Standing between you and whatever you just ordered online is a series of numbers. It alphanumeric, starting with “1Z” and it’s really long. You have no idea what it stands for, where to type it in or when you’re getting your package. Sound familiar? Yeah, it’s a UPS tracking number.
We all know that the UPS service assigns a package identifier number to all of its packages. But, what exactly is that tracking code? What do the numbers and barcode printed on the shipping labels by the Postal Service even tell us?
That 18 digit sequence of numbers actually holds a lot of additional information needed for your package to make it to the right place. Standard domestic United States packages usually have the same type of UPS tracking code. While there are several others, the most common UPS tracking code is the format “1Z aaa aaa bb cccc ccc d”.
The First Set of Characters
The 1Z means represents which tracking code it is. The IZ means that the parcel is a standard domestic package.
The Second and Third Set of Characters
Both sets of the following “aaa aaa” sequence are representative of the account number of the shipper. Assigned by UPS, this helps billing.
“Bb” is the service code. It tells the shipping method of a package. An example of a few other service codes are:
- 01 = UPS Next Day Air
- 02 = UPS Second-Day Air
- 03 = UPS Ground
- 12= UPS Three-Day Select
The Seven Set of Characters
The next seven characters “cccc ccc” is the customizable package identifier. The shipper uses this number to recognize the package.
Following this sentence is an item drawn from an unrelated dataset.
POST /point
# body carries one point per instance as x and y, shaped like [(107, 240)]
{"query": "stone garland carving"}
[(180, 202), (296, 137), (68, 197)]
Most often, a truncated invoice number is used.
The Final set Characters
The lone “d” at the end of the UPS tracking number is the check digit. It’s used to verify the characters in the ID number were correct in addition to detecting errors. Check digits can also be found in various other numeric sequences like ISBN numbers and bank accounts. They are determined at random by an algorithm.
So, now you know. Now you can refresh that page with at least the knowledge of what the tracking numbers mean.